Asset allocation means always having something to complain about. Investors are continually looking for the safe investments with good returns. But inflation, sovereign debt, globalization and diminishing U.S. economic freedom make a clear choice difficult. We advise a diversified portfolio that overweights certain subcategories in each asset class.
If you have set such an asset allocation, what did poorly this past quarter may be poised to do better in the coming year. If your asset allocation is wrong, change it. But if it is right, don’t abandon a brilliant allocation simply because of short-term returns. Just rebalance back to your original targets. It takes a confident contrarian to ignore the daily market noise and the 24/7 financial news.
July 2013 Returns
During 2013 second quarter bond values dropped as interest rates rose sharply. In July U.S. Bonds were back to their meager returns.

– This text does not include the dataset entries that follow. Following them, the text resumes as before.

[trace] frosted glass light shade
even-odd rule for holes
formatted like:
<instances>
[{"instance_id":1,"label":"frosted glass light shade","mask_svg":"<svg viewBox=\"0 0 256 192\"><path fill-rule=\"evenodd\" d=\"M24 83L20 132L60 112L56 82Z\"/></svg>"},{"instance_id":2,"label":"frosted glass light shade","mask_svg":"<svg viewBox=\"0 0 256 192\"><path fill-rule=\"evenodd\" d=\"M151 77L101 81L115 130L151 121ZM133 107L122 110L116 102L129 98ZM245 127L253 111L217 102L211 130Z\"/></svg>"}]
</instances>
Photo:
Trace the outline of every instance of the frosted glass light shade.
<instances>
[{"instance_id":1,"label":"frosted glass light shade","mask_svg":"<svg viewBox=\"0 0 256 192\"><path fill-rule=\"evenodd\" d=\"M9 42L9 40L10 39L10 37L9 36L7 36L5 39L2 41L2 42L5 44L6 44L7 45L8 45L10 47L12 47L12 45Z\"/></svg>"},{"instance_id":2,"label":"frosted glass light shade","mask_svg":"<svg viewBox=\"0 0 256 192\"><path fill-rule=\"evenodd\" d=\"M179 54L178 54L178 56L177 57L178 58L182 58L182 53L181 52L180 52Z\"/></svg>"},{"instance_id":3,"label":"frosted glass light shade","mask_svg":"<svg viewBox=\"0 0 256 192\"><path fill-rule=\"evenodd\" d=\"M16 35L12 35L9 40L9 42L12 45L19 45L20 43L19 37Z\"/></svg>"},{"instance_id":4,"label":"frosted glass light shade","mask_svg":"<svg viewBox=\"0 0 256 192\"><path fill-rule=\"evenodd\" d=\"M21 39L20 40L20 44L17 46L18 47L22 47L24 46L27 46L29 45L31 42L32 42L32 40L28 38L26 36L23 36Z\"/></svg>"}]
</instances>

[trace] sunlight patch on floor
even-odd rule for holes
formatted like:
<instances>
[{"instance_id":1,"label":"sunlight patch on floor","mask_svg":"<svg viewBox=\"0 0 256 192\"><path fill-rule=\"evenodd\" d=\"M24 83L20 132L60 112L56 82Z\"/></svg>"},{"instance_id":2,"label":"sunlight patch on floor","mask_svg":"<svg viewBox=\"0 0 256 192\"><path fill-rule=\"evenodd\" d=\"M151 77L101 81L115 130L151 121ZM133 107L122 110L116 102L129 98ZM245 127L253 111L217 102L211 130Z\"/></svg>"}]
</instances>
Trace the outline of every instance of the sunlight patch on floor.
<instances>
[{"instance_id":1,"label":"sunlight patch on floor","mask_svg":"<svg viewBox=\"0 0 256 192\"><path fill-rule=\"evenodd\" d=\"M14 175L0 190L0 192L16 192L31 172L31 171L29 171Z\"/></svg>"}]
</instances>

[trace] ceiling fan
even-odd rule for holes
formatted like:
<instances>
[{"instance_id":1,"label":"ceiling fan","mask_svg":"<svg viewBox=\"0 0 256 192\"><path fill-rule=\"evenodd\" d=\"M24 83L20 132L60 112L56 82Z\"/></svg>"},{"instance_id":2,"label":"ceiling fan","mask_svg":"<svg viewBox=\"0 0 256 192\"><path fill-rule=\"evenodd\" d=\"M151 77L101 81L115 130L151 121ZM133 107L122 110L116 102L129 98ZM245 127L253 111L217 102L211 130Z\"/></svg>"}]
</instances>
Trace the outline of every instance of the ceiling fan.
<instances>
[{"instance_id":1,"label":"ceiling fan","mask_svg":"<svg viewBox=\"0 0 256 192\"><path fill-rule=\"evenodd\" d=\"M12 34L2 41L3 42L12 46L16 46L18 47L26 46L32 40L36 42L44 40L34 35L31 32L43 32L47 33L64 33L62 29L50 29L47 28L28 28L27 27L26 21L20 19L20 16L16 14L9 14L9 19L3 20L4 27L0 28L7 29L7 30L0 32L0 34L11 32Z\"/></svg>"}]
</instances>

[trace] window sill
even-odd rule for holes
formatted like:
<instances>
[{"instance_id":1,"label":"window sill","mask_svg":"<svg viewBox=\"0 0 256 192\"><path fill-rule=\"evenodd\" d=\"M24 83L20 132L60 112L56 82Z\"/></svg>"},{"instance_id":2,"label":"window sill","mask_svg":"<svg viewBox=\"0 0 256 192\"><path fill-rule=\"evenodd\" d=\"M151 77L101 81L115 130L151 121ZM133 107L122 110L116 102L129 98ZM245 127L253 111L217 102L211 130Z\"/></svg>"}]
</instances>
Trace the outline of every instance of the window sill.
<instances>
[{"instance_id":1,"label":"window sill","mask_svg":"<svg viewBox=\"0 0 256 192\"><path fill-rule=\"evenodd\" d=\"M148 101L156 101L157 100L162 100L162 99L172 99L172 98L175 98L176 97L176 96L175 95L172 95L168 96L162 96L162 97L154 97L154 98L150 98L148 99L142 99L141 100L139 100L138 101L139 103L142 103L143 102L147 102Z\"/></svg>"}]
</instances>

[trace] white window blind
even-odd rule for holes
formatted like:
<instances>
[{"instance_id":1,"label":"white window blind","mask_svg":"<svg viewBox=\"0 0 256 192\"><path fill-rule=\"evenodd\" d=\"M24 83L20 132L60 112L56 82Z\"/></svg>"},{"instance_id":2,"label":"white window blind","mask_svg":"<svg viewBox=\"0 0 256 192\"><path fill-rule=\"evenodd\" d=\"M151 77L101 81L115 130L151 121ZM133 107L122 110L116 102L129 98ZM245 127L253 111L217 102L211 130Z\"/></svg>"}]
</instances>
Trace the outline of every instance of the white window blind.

Foreign bonds, which had dropped precipitously last quarter as the dollar strengthened, gained in July as the dollar weakened again. Here is a chart of the U.S. Dollar Index for July 2013 (click for detail):
Representing U.S. Stocks, iShares Core S&P 500 ETF (IVV) was up 2.90% during the second quarter and gained another 5.08% in July. IVV, representing U.S. Stocks, is up 19.57% year to date. Rebalancing at this point often means selling some U.S. stock holdings and purchasing in other categories.
Foreign stocks, as represented by EFA, were up slightly more than U.S. stocks in July. This after not having done very well last quarter or year to date.
Resource stocks include companies that own and produce an underlying natural resource. These include oil, natural gas, precious and base metals, and resources like real estate, diamonds, coal, and lumber. Resource stocks, also called hard asset stocks, provide an inflation hedge. They do well when the dollar is dropping in value and poorly when the dollar is strengthening.
iShares North American Natural Resources ETF (IGE) was down 5.07% during the second quarter as the dollar strengthened, but back up 5.79% this month.